RAMPANT SALES PREVENTION: Short-term fright drives irresponsible reductions in marketing
Now is the time to take market share. When competitors retrench, methodical marketing opens and seizes ripe opportunities to grow and grow significantly.
Sounds great, doesn’t it? But it ain’t so for many furniture companies. They are unwisely cutting, even slashing marketing muscle to save money, figuring all they need to do is wait-and-see then pounce when business picks up.
Now is the time to act, to be firmly in position with continuous high visibility when business finally improves. At that time, it’s too late to play catch up and hope customers will respond.
Hope is not a strategy. In the race for business, you need to running, not walking or crawling or dozing.
Of course, fright produces potentially disastrous consequences. The illogic and myopia is classic sales prevention better known as bad decision-making.
Going on a radical, starvation marketing diet to reduce costs constitutes weakness, perhaps irreparably.
It would be the same as cutting lean muscle to lose physical pounds. Which it would do all right, but you’d be demonstrably weaker and need to work harder and invest more time and energy to regain the strength lost to irrationality . . . if ever you could.
Just as top Olympians always train and remain strong and in shape, so should mercantile athletes. Staying on top of your business game is all about reallocating precious funds to maintain awareness.
You can’t win by just getting by. You win by getting customers to buy from a dynamic business partner with the tools in place for sustained success.
For too many furniture executives, the activity of sales runs roughshod over the accomplishment of a continuity of methodical marketing efforts, which is investing in telling your story and telling it often.
The common belief, and it’s a myth, is all that’s necessary is to dispatch the sales troops and sell, sell, sell. That’s all that’s necessary because selling is what business is all about. Wrong!
Selling requires a variety of tools, and those implements are what marketing delivers all the time: before, during and after the sales call.
With only limited tools, selling resembles a pebble tossed into a pond, after the splash, the ripples eventually attenuate until the next splash.
Splash selling is throwing away good money. The cost of splashing is greater than the constancy of methodical marketing which is a form of spreading bread on the water.

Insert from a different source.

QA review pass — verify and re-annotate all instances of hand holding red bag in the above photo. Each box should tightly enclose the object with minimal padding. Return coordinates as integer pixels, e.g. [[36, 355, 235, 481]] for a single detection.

Only an integrated approach of information attracts and keeps busy customers in th
e know.
Proactive marketing — especially in tough times — trumps retrenchment. Engage your customers with the character and achievement of constant awareness from many directions and sources — electronic, direct mail, collateral material, public relations, marketing communications.
Stay in shape. Identify your strengths, virtues and achievements, and tell your business story wisely and often.
Reflexively and irrationally chopping marketing costs is a hard ax to follow.




It is so disappointing to witness the delight of a major retailer when his small comptetitors close their doors.
He sees this as an opportunity to be a bigger bully and can't conceive of ways to deploy a marketing approach to attract customers that may have been inconvenienced by the closing retailer.
Why not work with the closing company to develop a marketing campaign and honor service agreements and warranties? How about transisitioning staff?
Certainly there are barriers to such an approach but it might be a way to attract loayal customers and gain some star employees.